Abstract :
Perkembangan adalah bertambah nya kemampuan (skill) dalam struktur dan fungsi tubuh yang lebih kompleks dalam pola yang teratur dan dapat diramalkan, jaringan tubuh, organ-organ dan sistem organ yang berkembang sedemikian rupa sehingga masing-masing dapat memenuhi fungsinya.. Idealnya anak usia 3-6 tahun memiliki perkembangan yang sesuai. Namun, pada kenyataannya masih ditemukan anak usia 3-6 tahun memiliki perkembangan yang menyimpang. Tujuan penelitian ini adalah menganalisis pengaruh bermain puzzle terhadap perkembangan anak prasekolah usia 3-6 tahun di PAUD Anna husada Bangkalan.
Metode penelitian ini menggunakan Pra Eksperimental dan rancangan yang digunakan one group pre test-post test. Variabel independen bermain puzzle dan variabel dependen perkembangan anak prasekolah usia 3-6 tahun.
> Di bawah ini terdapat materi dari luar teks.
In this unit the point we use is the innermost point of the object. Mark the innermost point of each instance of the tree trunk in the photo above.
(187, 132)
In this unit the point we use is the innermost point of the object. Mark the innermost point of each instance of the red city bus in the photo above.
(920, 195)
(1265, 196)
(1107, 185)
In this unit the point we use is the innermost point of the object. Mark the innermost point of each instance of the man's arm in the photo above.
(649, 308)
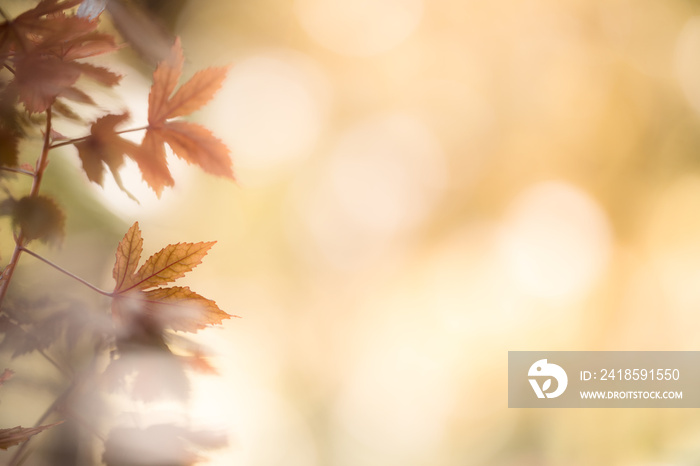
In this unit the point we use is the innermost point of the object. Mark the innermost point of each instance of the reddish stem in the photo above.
(9, 270)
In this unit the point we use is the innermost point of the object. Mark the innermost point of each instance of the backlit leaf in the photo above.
(141, 309)
(39, 217)
(189, 141)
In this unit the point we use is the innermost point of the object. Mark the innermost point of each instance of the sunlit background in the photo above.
(423, 186)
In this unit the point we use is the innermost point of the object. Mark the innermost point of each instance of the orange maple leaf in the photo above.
(43, 44)
(191, 142)
(140, 299)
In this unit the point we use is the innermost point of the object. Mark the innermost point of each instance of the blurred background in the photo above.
(423, 186)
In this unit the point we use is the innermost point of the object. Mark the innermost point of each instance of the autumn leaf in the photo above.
(141, 292)
(38, 217)
(16, 435)
(104, 147)
(45, 52)
(189, 141)
(34, 23)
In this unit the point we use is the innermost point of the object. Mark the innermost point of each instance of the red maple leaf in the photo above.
(189, 141)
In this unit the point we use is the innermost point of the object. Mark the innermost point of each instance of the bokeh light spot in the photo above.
(361, 27)
(555, 240)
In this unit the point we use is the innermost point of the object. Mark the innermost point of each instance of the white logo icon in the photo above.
(543, 369)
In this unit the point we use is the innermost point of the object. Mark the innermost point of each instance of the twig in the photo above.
(65, 272)
(73, 141)
(15, 460)
(36, 184)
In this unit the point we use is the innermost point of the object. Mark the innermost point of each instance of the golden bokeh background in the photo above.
(423, 186)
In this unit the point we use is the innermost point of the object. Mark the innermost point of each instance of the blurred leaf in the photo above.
(105, 147)
(16, 435)
(39, 217)
(158, 444)
(189, 141)
(5, 376)
(178, 308)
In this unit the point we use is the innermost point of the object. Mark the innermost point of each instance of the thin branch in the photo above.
(9, 270)
(76, 140)
(17, 170)
(65, 272)
(15, 461)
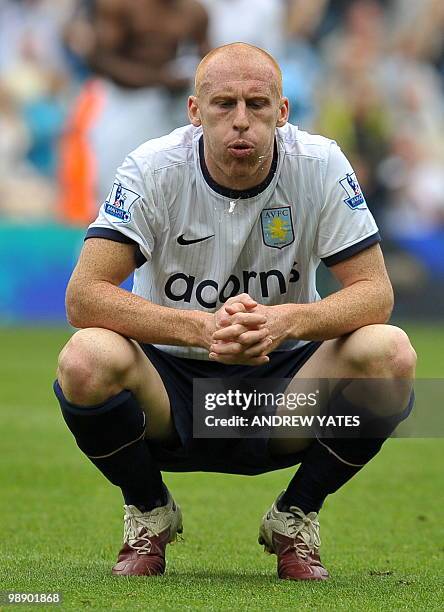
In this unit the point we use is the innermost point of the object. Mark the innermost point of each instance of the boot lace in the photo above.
(132, 528)
(304, 528)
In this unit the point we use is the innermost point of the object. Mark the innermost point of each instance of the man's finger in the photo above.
(243, 298)
(238, 321)
(240, 333)
(259, 348)
(226, 348)
(236, 360)
(248, 305)
(232, 332)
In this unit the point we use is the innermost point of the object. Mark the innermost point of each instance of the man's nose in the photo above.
(240, 121)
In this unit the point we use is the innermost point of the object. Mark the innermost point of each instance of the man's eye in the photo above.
(256, 104)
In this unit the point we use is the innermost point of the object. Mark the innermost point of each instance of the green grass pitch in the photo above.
(61, 523)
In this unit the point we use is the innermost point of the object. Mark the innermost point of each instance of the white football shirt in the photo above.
(200, 243)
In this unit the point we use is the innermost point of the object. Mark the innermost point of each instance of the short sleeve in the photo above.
(346, 226)
(130, 214)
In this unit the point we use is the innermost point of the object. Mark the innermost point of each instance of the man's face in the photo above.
(239, 107)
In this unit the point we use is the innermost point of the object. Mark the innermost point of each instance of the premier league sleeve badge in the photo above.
(355, 200)
(119, 203)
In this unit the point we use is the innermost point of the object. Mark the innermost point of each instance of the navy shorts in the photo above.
(248, 456)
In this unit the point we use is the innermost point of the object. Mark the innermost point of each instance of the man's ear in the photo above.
(193, 111)
(284, 111)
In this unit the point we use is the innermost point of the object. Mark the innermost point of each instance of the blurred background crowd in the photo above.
(82, 82)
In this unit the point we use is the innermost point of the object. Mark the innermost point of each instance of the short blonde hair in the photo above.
(233, 48)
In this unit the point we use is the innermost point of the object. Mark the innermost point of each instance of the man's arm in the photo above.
(366, 298)
(94, 299)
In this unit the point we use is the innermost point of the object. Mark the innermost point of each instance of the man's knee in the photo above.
(93, 365)
(381, 351)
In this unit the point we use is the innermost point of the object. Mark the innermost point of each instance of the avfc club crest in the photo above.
(355, 199)
(120, 202)
(277, 227)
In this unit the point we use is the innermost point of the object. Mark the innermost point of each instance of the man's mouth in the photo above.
(240, 148)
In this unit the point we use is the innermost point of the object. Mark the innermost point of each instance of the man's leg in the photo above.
(112, 398)
(372, 352)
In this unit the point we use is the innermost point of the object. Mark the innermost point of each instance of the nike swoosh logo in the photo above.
(184, 242)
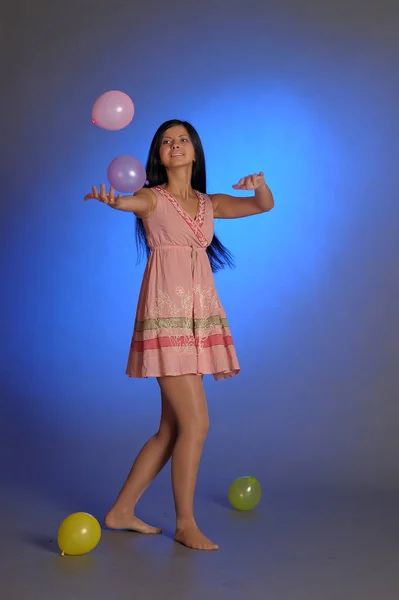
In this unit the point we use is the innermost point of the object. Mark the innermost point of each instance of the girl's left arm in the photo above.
(231, 207)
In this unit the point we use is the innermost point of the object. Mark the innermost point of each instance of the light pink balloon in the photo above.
(113, 110)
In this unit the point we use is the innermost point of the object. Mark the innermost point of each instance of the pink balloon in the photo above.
(126, 174)
(112, 110)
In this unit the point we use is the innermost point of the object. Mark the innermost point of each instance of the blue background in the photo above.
(306, 92)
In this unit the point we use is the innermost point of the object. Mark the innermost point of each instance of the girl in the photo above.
(180, 332)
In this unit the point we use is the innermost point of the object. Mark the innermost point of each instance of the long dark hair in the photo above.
(219, 256)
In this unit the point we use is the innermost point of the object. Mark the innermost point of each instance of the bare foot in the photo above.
(129, 522)
(192, 537)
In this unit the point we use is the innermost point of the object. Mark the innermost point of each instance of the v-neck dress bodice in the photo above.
(180, 326)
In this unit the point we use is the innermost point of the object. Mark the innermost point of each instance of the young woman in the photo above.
(181, 332)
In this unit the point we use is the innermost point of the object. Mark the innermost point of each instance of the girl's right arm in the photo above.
(141, 204)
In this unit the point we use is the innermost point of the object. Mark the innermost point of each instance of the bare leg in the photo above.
(186, 396)
(150, 461)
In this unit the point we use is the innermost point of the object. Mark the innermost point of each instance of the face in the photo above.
(176, 148)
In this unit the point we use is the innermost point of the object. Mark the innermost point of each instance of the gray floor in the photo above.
(294, 547)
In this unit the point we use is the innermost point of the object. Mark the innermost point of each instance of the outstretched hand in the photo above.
(109, 198)
(250, 182)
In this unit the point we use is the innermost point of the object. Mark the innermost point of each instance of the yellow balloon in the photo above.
(78, 534)
(245, 493)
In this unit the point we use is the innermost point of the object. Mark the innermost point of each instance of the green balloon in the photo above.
(245, 493)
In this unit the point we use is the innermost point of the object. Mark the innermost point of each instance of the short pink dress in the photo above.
(180, 327)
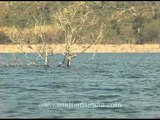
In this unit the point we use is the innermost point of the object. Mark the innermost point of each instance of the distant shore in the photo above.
(108, 48)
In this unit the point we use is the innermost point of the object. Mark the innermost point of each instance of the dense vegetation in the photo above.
(139, 29)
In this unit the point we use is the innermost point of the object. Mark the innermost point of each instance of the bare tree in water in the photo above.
(77, 23)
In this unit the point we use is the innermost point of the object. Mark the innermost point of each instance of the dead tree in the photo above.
(76, 22)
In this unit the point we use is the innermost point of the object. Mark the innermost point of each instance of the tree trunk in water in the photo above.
(68, 62)
(46, 60)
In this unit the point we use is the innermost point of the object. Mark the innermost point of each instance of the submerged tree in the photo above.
(77, 23)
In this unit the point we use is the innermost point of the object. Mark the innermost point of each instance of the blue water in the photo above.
(131, 80)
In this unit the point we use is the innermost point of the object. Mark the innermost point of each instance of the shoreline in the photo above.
(107, 48)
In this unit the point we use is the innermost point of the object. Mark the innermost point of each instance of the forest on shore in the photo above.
(125, 22)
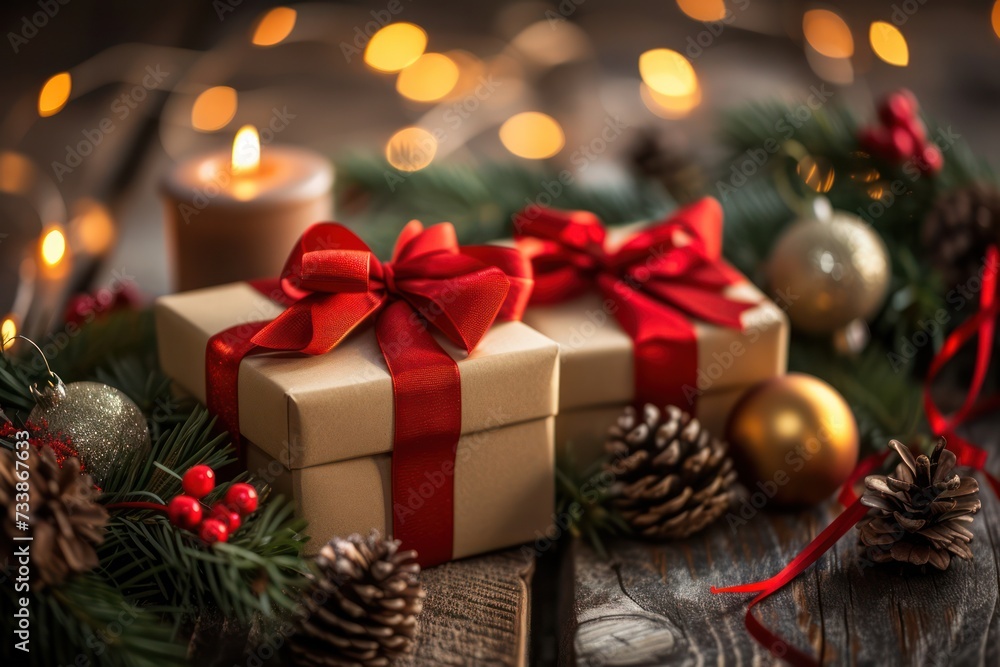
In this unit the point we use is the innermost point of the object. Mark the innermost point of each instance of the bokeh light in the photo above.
(411, 149)
(53, 246)
(431, 77)
(826, 32)
(55, 94)
(395, 46)
(532, 135)
(889, 44)
(274, 26)
(214, 108)
(703, 10)
(8, 333)
(667, 72)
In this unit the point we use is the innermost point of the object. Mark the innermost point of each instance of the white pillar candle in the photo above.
(235, 216)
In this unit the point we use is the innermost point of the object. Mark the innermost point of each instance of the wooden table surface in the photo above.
(650, 604)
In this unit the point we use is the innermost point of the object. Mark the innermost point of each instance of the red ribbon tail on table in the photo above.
(427, 396)
(819, 546)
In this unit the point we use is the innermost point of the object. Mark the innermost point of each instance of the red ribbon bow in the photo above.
(983, 324)
(654, 284)
(332, 283)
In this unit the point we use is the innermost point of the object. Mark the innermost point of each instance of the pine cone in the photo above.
(917, 515)
(363, 609)
(673, 477)
(958, 230)
(65, 520)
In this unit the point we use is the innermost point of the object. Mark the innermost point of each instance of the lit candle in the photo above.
(234, 215)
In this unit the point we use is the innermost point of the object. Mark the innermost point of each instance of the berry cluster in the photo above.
(224, 518)
(902, 136)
Tehnik sampling yang digunakan yaitu purposive sampling dengan populasi 35 anak dengan besar sampel yaitu 16 anak. Pengumpulan data menggunakan Kuesioner Praskrining Perkembangan Anak (KPSP), analisis yang digunakan yaitu uji Wilcoxon. Penelitian ini telah dilakukan uji Kelaikan Etik yang dilaksanakan oleh KEPK STIKes Ngudia Husada Madura.
Hasil analisa data menggunakan uji wilcoxon menunjukkan ada perbedaan nilai pretest dan postest terhadap status perkembangan anak sebelum dan sesudah diberikan intervensi berupa bermain puzzle yang didapatkan nilai signifikan 0,001 (p-value<0,05), yang berarti Ho ditolak H1 diterima sehingga dapat disimpulkan bahwa terdapat pengaruh yang bermakna antara bermain puzzle terhadap perkembangan anak prasekolah sesuai.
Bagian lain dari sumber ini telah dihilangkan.